Nathaniel's at the age where he would love Risk, and I wish the game were available with a map closer to the real world. Laying out all the countries of the Middle East as potential sites of conquest in an American board game might smack of imperialism, but it would be the most educational sort of imperialism.

Anyway, I don't believe all those hours of Risk ever infected me with a subconscious desire to colonize Irkutsk.

Recently I had a chance to try an even better game, Ticket to Ride, at Geeks and Gamers. It's devilishly easy to pick up, but the longer I played, the more new strategies I discovered. I can't recommend it highly enough.

The object is to build railroads linking cities across North America. The board is a map of the United States and a bit of Canada, with several city names on it.

Nathaniel would love it, but I wish it worked with all 50 states instead of a handful of cities.

Instead I bought 10 Days in the USA.

It didn't hook me at once like Ticket to Ride, but it's growing on me. It features a clearly labeled, brightly colored map of the United States. The object is to acquire 10 state cards that represent a 10-day "journey." That means adjacent cards have to be adjacent states. Some car and airplane cards are also included to let you work with states that aren't adjacent.

Playing the game with Camille has had a funny psychological effect on me. Now I feel a new affinity for states like Tennessee and Missouri, which border eight states each, but I'm uneasy about Maine—a state I used to like—which borders only New Hampshire.

10 Days in the USA seemed like an ideal teaching tool. Like Risk and Ticket to Ride, it teaches not only the names of places, but also their locations.

Unfortunately it's too hard for our kids. The box recommends it for children over ten. For children who are still struggling to locate the states and read their names, the rules and strategies are just too abstract.

The game board and the cards do provide a great tool set for creating our own educational games, however. What homeschooler wouldn't want a clear map of the United States with a corresponding set of color-coded state cards?

This morning the kids and I tried it with my own set of rules. Jessica won. They liked it. These are the rules we used.

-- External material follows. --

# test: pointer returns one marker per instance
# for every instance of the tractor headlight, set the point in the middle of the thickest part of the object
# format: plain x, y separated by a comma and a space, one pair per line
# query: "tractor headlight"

10 Days in the USA—Little Kids' Rules

Objective
To acquire five state cards depicting adjacent states.

Setup
The Alaska and Hawaii cards are removed from the deck: these are not used. All the other cards are shuffled and left face down in a pile.

Play
Players take turns, beginning with the youngest.

A player begins his turn by picking 1 card and turning it face up in a common pile.

If the card is a car, the player discards it and picks 2 more cards instead.

If the player chooses, he can return any number of cards from his hand to the common, face-up pile.

If the player sees 2 or more face-up cards depicting adjacent states, he can choose to take those cards into his hand.

Play proceeds to the next player.

Rules
Airplanes are wild cards. An airplane can represent any state that is the same color as the airplane. For example, a yellow airplane could be used in place of Illinois or Utah.

The cards in the player's hand must always be contiguous so that you could draw a line through them without passing through any other states. For example, a player could have Illinois, Missouri, and Arkansas in his hand, but could never have Illinois, Missouri, and California in his hand.

The first player to acquire five adjacent cards (including any airplane wild cards) wins.

1 comment:

@lici@ said...

Granted it's a computer game, which may not be preferrable, but I loved Carmen Sandiego games when I was in elementary and really learned a lot about the US and the world from them.